While quashing section 303 of IPC for not leaving any discretion for the judge by providing for a mandatory death sentence, the supreme court in the 1983 Mithu case had stressed that a discretion (in the form of a viable alternative) was necessary as it tempered even the “ruthless rigour of the sentence of death”.
While it is clearly not for the judiciary to modify the statutorily-provided scheme of punishment, it can only remove hurdles in its way till the legislature makes holistic changes. And if death penalty is abolished, a legislative intervention may become necessary as several offences would have life imprisonment as the sole punishment which would be against the scheme of punishment in IPC. Besides, this could fall foul of the ruling in the Mithu case which upheld judicial discretion in the matter of sentencing as the right of the accused.

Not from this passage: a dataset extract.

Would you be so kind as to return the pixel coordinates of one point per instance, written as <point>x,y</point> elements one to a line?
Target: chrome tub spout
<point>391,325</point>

With hardly any doubt that death penalty is on its way out for ordinary penal offences, the government would do well to redefine life imprisonment which is listed as punishment for at least 51 offences in the IPC. Ironically, it is understood to be the same, i.e., 14 years, for all offences irrespective of the fact that it is listed as the minimum punishment for offences attracting death and the maximum in the rest.
The government also needs to reformulate the power of remission to ensure that life imprisonment serves as a deterrent with fear of death already waning out for ordinary criminals.
While stressing that efficacy of transportation (which was replaced with life imprisonment in 1956) was the terror of separation, Lord Macaulay, the architect of IPC, had stated that the fear “would be greatly weakened if transported convicts should frequently return, after an exile of seven or 14 years, to the scene of their offences, and to the society of their former friends”.
A similar fear was expressed, years later, during a debate in the constituent assembly on November 30, 1948. Referring to remissions making premature release a near certainty, K Hanumanthaiya said: “If a man who kills another is assured that he has a chance of being released after seven or eight or ten years, as the case may be, then everybody would get encouragement to pursue the method of revenge, if he has got any.” Hanumanthaiya was convinced that life term without assured remissions would be as effective a deterrent as death sentence.
With death sentence leaving behind a void, the gaps in the scheme of sentencing can only be effectively filled by the legislature. Besides, it cannot be denied that the argument that the statutory power of remission can only be curbed by the legislature is not without merit.
True, the decision of the constitution bench would make it clear if courts could quantify life imprisonment to ensure that not all convicts, irrespective of the gravity of the crime, got a chance for remission after 14 years.
Whatever be the decision of the constitution bench, the legislature might have to step in sooner or later. Such broad discretion on a judge to fix sentences ranging from 14 years to the natural life span of a person without any statutory guideline could breed arbitrariness.
Lord Camden, a noted English judge, had said in a judgment in 1867 that “the discretion of a judge is the law of tyrants; it is always unknown; it is different in different men; it is casual, and depends upon constitution, temper and passion.”
He was right. On November 21, 1985, a Rajasthan high court judge ordered public hanging in the Lichhmadevi case. “We direct that in order to make the punishment more effective deterrent and exemplary there should be public hanging of the accused Smt. Lichma in the stadium grounds of Jaipur or Ramlila grounds of Jaipur, after due notice to the people by media.” Eight days later, the judge passed a similar order in another case. The hangings were stayed after the then attorney general approached the supreme court.